Let’s Go Play at the Adams’ By Mendal W. Johnson

 

Let’s Go Play at the Adams’
By Mendal W. Johnson
1974 Bantam
Paperback, 282 pages

 


                This novel is inspired by the Sylvia Likens murder case, as was Jack Ketchum’s later work The Girl Next Door (1989). Thanks to Grady Hendrix’s Paperbacks from Hell, this book has had a resurgence in interest, driving already high prices even higher. Vanguard has reprinted it under the PfH banner. Perhaps that is why I found an original at a good price. I took the plunge.

 

                While the Adams are vacationing in Europe, they have their responsible baby-sitter Barbara minding their two children: 13-year-old Bobby and 10-year-old Cindy. All is rosy until Barbara wakes up to find herself tethered to her bed. She comes to learn that it is a “game” being played by the Freedom Five, the two Adams kids and their friends, 16-year-old John, Dianne, almost 18, and her brother Paul, also in his young teens. They consider her, at 20, to be an adult and, though they like her, she is one of them… a grown-up. Now the kids were in power.

               

                Naturally, things ascend, though they happen at a slow pace. There were times that I was afraid I was going to give up on it (a la Stephen King’s Gerald’s Game, a book I found so desperately boring that I didn’t finish it and haven’t read a King book since), but the prose made me stick with it, for better or worse. As the story progresses, so do the children’s cruel ambitions, and Barbara is methodically stripped, raped, and tortured. Much of this made me angry. I’m like, come on! You’re bigger and smarter than they are… make it stop. But this was just all a part of Johnson’s mastery of storytelling.

 

                Every character’s point of view is explored, from the 10-year-old right up through to the captive Barbara. In parts, I couldn’t tell if I thought it was wildly misogynistic or if that might just be how certain characters felt about the situation. At any rate, it made me very uneasy for much of the book’s length, but I had to keep going.

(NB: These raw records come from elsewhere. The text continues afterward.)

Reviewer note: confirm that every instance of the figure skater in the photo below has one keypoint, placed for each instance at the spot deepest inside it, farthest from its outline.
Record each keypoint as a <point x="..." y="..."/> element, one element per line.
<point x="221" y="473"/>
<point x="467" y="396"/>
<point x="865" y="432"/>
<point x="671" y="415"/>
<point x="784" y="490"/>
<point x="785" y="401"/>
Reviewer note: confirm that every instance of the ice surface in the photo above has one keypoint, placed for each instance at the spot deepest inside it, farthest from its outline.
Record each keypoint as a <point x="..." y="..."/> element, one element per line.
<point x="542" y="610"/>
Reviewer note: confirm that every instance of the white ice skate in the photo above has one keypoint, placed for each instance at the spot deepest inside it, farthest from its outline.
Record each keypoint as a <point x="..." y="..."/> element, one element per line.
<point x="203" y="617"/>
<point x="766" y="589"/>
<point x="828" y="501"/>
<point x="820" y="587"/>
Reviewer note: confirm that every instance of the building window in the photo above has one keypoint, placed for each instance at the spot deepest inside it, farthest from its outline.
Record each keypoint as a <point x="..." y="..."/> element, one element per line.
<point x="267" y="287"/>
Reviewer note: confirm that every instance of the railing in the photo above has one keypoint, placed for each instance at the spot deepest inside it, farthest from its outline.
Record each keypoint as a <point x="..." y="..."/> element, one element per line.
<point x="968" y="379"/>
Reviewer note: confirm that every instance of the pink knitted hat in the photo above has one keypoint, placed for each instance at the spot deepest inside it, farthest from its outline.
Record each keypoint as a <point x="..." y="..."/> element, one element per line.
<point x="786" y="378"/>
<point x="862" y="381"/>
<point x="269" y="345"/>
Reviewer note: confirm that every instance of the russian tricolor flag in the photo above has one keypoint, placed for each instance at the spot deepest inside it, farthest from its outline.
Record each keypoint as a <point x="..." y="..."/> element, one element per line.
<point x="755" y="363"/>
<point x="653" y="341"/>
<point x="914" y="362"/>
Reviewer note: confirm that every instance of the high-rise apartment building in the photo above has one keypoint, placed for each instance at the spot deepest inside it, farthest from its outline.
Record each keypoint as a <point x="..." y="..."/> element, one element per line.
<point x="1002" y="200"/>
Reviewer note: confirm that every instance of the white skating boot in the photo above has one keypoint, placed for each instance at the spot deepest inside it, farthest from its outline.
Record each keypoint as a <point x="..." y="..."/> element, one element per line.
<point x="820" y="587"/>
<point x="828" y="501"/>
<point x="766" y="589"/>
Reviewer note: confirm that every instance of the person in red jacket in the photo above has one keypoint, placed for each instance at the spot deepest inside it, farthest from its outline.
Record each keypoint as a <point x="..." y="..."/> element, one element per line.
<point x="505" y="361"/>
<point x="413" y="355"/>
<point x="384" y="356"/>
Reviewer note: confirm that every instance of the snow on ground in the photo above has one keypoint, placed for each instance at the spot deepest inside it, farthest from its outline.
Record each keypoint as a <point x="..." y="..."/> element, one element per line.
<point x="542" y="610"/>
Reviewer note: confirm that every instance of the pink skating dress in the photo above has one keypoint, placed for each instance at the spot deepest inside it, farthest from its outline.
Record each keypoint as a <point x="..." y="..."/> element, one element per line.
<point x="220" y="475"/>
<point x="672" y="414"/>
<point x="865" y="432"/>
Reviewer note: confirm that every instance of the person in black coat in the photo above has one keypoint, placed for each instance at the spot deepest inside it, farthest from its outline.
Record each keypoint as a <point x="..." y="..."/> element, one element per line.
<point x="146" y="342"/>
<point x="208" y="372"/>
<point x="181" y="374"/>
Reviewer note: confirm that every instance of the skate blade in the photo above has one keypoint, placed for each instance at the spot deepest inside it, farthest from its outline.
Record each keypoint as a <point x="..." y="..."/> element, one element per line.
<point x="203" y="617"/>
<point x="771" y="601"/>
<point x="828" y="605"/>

Such is the strength of this narrative.

 

                The book absolutely kicked my ass.

 

                It took a few days (weeks?) to come up from the lows this book made me feel. It is said that Johnson’s wife blames this book, the author’s only published work, for killing him, driving him into deeper drink and depression. I can believe it. The attention to detail put into the psyche of each character makes everyone’s motives and beliefs crystal clear. And that makes it all even more horrifying.

 

                My wife has read Ketcham’s book and said I should avoid it, that it would make me mad. I have also heard that Adams’ is a “lighter” take on the same subject. I shall definitely be avoiding Ketcham’s book. Let’s Go Play at the Adams’ absolutely kicked my ass.